Hobbs isn’t invested in people wearing her masks as much as she wants people to be cautious and safe. “I’ve often told people if you find one you like better or that fits you better, great. I just want people to wear them. I have a little motto that goes with my project: ‘Wear a mask… Save lives.’ That’s how I feel. It’s something small but at least it does help, I hope. It’s cliche but I started out trying to help others, but I think it saved me through this too.”

Hobbs hand washes each and every mask after finishing it and places it in a baggie with her’ motto’ written in marker: “Wear a mask … save lives.”

When asked if this experience has taught her anything new about herself, Hobbs’ voice breaks again. “I can’t believe the generosity of people. I mean, we’ve received checks from people who’ve just heard about it and told us to use it for whatever we need. We’ve put every dollar we’ve gotten and paid it forward … because we don’t need it.

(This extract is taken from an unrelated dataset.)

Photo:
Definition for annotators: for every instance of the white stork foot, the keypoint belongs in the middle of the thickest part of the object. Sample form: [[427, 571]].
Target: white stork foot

And I just feel bad for people out there who are struggling. I think it just showed me that helping people and the kindness you show makes so much more of a difference than anyone could really ever imagine. This puts life into perspective. I feel like I’ve sort of been like that my whole life, I try to look at things positively, but this really made me realize how much we have to be thankful for.”

Indeed. We can be thankful for her masks (currently featuring Valentine’s and St. Patrick’s Day patterns), which epitomize all that’s truly good during a time of mourning and upheaval – and for Hobbs herself, whose acts of service do the same.